¿Te has dado cuenta de que la mayoría de los niños aprenden de manera diferente? Inclusive, si hacemos un análisis exhaustivo, nos daremos cuenta de que ni siquiera nuestros hijos, a pesar de compartir características y rasgos muy similares, aprenden de la misma manera.

Lo único que todos tenemos en común es que, absolutamente todos, somos diferentes, por esa razón las necesidades educativas de cada uno de nosotros difieren.

Hace algunas semanas tuve la oportunidad de conversar con un docente norteamericano que cuenta con más de 30 años de experiencia en la enseñanza del idioma inglés y actualmente reside en Veracruz, México.

Durante nuestra charla me comentó que estaba fascinado por la inteligencia de su nieta, una niña de aproximadamente 2 años que se comunica en dos idiomas: inglés y español, a diferencia de sus primos que residen en los Estados Unidos, quienes interactúan únicamente en inglés.

Entonces ¿Qué es lo que marca la diferencia en esta situación?

A pesar de residir en la república mexicana, la exposición natural a ambos idiomas han desarrollado en esta niña la comprensión y adquisición de diferentes conceptos en dos lenguas diferentes.
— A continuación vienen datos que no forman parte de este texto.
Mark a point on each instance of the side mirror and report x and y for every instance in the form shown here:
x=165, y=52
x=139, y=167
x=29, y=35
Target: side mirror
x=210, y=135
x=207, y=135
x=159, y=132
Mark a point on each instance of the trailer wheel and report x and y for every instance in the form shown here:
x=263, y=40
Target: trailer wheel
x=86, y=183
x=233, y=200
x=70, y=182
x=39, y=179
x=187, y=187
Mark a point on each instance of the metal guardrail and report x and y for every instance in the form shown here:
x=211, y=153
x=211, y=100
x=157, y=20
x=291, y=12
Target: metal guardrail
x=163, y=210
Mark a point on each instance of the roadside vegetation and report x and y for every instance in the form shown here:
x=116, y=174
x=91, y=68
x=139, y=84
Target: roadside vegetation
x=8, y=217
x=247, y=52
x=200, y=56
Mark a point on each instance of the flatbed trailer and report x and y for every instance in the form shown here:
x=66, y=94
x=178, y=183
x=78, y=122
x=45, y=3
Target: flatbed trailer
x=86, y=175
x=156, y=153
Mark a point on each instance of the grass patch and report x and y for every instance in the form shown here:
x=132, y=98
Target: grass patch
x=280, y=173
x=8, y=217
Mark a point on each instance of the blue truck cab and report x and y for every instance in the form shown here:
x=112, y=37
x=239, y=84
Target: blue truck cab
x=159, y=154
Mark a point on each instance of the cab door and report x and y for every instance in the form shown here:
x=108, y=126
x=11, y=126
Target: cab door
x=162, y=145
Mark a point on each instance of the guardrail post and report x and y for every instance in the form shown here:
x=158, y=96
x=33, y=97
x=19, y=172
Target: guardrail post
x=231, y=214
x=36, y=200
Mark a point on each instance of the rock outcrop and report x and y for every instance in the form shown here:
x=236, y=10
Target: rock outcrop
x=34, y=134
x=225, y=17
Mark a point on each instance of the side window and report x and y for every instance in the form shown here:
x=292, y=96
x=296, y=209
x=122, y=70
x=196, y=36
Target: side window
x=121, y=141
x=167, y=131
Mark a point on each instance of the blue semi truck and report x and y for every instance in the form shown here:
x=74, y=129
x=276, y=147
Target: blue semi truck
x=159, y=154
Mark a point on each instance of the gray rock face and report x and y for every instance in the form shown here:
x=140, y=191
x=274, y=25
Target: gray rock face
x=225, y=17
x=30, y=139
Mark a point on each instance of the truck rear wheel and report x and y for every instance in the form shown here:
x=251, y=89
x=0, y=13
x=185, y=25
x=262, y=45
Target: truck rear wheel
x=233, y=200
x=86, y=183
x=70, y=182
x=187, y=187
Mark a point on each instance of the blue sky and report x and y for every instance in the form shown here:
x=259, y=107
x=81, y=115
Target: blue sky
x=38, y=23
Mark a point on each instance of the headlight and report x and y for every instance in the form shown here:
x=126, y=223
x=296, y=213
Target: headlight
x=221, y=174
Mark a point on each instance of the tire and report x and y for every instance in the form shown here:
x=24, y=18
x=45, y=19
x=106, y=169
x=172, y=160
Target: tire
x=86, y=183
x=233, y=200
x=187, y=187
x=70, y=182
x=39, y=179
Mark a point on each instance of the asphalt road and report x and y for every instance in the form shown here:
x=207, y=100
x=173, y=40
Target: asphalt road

Es importante definir la necesidad educativa como el conjunto de características de nuestros hijos que facilitan su aprendizaje y que a su vez, son estimuladas por el entorno en el que se desenvuelven, ya que influencia de manera directa su aprendizaje.

Cómo reconocer las necesidades educativas de tu hijo

Actualmente existen diferentes pruebas que te ayudarán a identificar la inteligencia que predomina en tu hijo, pídele a su docente o al departamento psicopedagógico del colegio que apliquen una prueba de inteligencias múltiples, conocerlas te ayudará a gestionar los recursos y a crear los ambientes necesarios que propiciarán al máximo el desarrollo de su inteligencia.

No necesitas ser docente para enseñar

Definitivamente la primera escuela es el hogar, por ello fomentar ambientes que estimulen la capacidad de aprender de tu hijo es indispensable para incrementar su desarrollo intelectual.

Una vez que conozcas la inteligencia que predomina en tu hijo, te recomendamos valerte de recursos que potencien su aprendizaje; utiliza videos, conversa con él o realiza excursiones, es importante que se ponga en contacto con estímulos que incrementen su capacidad de aprender, las posibilidades son infinitas, sé creativo.

Confía en tu instinto

Todos los padres de familia poseemos el instinto que nos ayuda a proteger y cuidar a nuestros hijos, aunque en ocasiones nos resulte difícil identificar qué podemos hacer por ellos.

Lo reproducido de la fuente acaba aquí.